Now, as Summers prates and japes on the national stage as Barack Obama’s chief economic adviser, the tale of his Cambridge tenancy is mutating.

A recent Forbes magazine cover story on the university’s financial meltdown suggests none too delicately that Summers helped break up the university’s successful investment team, and that he pushed the university into risky, money-losing interest rate swap investments….

Beam also gives this blog a shout-out for pointing out that the Harvard-Google deal was brokered by Summers and his former Treasury chief of staff, then a Google exec, in a private meeting. Appreciate that. I always felt that this was a decision with far-reaching implications, and the fact that it was made, in secret, by two old buddies just didn’t feel right.
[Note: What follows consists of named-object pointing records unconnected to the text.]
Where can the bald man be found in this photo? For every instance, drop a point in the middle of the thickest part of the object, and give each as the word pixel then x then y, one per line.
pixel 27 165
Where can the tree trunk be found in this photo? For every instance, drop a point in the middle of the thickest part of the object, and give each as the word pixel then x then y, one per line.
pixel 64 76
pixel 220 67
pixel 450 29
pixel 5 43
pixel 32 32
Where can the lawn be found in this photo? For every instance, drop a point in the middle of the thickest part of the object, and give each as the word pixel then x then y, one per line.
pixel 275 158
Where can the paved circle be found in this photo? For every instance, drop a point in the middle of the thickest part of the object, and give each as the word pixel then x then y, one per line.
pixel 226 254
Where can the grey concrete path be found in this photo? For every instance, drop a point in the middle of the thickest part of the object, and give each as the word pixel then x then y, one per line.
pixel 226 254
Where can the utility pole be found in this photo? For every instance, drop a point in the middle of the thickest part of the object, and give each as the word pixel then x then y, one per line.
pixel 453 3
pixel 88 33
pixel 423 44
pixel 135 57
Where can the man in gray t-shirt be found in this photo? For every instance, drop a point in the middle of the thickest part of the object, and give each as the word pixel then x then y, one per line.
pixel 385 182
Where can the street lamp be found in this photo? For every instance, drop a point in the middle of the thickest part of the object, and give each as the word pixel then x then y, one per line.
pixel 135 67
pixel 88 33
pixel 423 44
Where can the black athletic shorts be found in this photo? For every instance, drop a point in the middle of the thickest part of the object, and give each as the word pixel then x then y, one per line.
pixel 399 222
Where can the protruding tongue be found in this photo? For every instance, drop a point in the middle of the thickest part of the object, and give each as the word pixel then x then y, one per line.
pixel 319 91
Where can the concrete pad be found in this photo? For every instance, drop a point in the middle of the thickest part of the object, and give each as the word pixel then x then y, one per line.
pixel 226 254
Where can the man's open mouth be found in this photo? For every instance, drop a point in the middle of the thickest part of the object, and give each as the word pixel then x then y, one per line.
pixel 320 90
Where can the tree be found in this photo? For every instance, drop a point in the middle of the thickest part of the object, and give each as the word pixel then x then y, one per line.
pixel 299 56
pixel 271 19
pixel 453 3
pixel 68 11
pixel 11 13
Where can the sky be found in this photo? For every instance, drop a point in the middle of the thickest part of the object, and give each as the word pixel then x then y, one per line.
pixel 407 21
There’s something else I like about this column. I’ve been astonished at how quickly the Washington press has just blown off Summers’ experience in Cambridge. It’s as if, somehow, the inside-the-Beltway types have just decided that it’s not relevant. And in their glowing, please-be-a-source-for-me-later profiles of Summers, they give his time at Harvard perhaps a paragraph. There’s a Washington arrogance and/or ignorance here that’s typical of the city.

But Beam’s column rejects that fallacy and says, wait a minute—what happened here is relevant. Thus the “prates and japes,” which is a nice turn of phrase. It says to the reader, Summers may have fooled you guys up there, but we know him. And whether you agree with that position or not, it’s the kind of thing that makes Beam’s contrarian voice so valuable.

What’s bad for Summers, Beam concludes, is good for his successor.

The new Larry Summers narrative does bode well for the current president, Drew Faust. Comparisons are odious, but as Summers’ stock declines, hers rises proportionately.

One possible challenge for Faust, though: Did Summers damage the university so much that most of her presidency will be devoted simply to restoration?